You may check NextGen for their manual polishers that come with common grits of 240, 600, 800, and 1200. Their etchant consists of a mixture of 2% Nitric Acid and 98% denatured alcohol, which is ideal for weld treated or non-heat treated steel.
No matter what the preparation requirements are, the overall goals for sample preparation are the following:
- Structural elements must be retained.
- Surfaces must be free from deformation and scratches.
- The specimen’s surfaces must contain any foreign matter.
- The specimen must be as plane as possible, and must be highly reflective.
- Optimal price per sample should be obtained.
- Reproducibility of all preparations must be 100%.
Stereo Microscope and Measurement Software
A stereo microscope is a useful tool to use before grinding and polishing. It is an optical microscope that is designed for low magnification observation of a sample and is often used for studying surfaces of solid specimens or carry out close work such as fracture surfaces and forensic engineering.
A stereo microscope that has a magnification power ranging from 7X to 45X is ideal for measuring depth of weld penetration, cracks, and other structural features.

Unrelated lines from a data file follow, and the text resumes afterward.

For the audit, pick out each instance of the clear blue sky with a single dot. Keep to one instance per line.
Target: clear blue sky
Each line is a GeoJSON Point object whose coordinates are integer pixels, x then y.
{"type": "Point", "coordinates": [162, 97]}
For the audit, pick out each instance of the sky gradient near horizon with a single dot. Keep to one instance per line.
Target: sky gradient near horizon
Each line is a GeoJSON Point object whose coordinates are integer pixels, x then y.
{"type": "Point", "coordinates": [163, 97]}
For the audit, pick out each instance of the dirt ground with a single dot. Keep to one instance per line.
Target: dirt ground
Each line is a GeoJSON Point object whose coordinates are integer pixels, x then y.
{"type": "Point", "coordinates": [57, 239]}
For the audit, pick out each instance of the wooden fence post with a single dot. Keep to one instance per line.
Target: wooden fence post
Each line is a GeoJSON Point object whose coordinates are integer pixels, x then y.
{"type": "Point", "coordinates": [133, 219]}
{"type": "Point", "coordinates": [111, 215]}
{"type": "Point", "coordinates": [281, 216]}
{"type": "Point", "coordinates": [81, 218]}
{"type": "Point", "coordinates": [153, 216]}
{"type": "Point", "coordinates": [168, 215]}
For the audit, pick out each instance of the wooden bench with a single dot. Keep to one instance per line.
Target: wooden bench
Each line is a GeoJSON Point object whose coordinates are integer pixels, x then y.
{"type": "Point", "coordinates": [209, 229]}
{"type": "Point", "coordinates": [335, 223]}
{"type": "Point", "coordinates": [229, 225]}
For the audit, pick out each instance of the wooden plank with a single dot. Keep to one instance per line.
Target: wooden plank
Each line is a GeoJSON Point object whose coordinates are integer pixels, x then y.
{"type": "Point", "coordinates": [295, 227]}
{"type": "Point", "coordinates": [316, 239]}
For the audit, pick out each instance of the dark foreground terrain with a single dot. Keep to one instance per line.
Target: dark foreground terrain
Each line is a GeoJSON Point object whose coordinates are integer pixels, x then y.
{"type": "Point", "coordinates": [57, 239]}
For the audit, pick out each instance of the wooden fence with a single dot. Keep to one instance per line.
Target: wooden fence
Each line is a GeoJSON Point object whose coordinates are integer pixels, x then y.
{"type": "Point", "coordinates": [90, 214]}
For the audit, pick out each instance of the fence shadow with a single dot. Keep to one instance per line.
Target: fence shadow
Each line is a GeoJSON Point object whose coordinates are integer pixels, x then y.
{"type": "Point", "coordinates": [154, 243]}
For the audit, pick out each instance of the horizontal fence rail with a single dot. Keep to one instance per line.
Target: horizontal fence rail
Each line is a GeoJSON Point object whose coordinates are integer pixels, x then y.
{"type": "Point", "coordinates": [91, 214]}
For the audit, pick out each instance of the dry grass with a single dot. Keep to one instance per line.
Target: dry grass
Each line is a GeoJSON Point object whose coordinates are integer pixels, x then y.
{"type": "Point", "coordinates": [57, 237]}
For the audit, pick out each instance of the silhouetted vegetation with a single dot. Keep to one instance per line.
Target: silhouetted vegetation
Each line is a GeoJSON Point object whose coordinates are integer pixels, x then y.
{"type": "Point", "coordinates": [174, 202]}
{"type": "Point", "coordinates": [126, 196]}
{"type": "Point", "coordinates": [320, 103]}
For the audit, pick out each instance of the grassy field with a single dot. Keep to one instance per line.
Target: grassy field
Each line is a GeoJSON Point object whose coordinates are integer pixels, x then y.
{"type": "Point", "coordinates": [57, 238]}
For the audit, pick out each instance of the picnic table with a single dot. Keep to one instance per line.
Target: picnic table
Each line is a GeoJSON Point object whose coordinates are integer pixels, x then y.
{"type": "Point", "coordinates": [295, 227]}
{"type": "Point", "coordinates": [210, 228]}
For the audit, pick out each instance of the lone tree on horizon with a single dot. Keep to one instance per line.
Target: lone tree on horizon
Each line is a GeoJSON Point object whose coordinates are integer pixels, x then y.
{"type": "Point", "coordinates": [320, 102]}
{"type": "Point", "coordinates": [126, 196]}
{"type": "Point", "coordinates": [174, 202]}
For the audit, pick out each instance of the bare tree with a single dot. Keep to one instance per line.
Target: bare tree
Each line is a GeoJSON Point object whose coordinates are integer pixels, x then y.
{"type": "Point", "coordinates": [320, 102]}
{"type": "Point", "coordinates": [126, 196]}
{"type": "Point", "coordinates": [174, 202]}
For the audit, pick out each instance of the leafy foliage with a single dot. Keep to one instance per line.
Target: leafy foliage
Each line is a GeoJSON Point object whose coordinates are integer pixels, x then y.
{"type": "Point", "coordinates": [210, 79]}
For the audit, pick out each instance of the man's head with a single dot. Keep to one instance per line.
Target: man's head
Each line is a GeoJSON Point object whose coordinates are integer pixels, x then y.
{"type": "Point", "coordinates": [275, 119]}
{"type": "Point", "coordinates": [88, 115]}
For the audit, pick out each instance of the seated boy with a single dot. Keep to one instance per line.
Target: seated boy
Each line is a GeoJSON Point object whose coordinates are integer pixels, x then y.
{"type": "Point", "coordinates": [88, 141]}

LED light source, Fiber Optic light source, and C-mount camera adapter are some of the accessories that are used when using stereo microscopes.
Another useful tool for sample preparation is weld measurement software. It can give accurate details about the following:
- Distance – gives measurements from the fillet’s foot to the face’s (or throat’s) center; and from the root to the connection point between the weld’s exposed surface and the base metal
- Root penetration and angles of penetration
- Area and depth of heat affected zone (HAZ)
- Phase counting
- Joint penetration, etc.
Many people are familiar with a standard stereo microscope with external light sources and camera. Combine this with NextGen’s Weld Check software for accurate measurements and reports on various features of the weldment.
General Best Practices
Effective practices for most accurate results include:
- It is necessary to measure and control both friction and speed applied to the material. Consult the manufacturer for recommendations on RPM for safe usage. Ask them about the right consumables to use based on the material and the disc size.
- Do not remove a huge section from the parent material, because doing so may result to poor arc control throughout the entire process of welding.
- Check the abrasiveness of the product, because too much abrasiveness can leave deep marks and allow impurities to penetrate deep into the work piece. This error can lead to costly rework.
- Consumables for ferrous and non-ferrous specimens should be kept separated. This prevents contamination. You can also prevent cross-contamination if you always use clean products. Store abrasive products in clear plastic containers/bags where they can be kept visible, as well as protected from dust contamination.
- Establish a day-to-day cleaning regimen. Regular cleaning will pay off because it lowers the risk of contamination.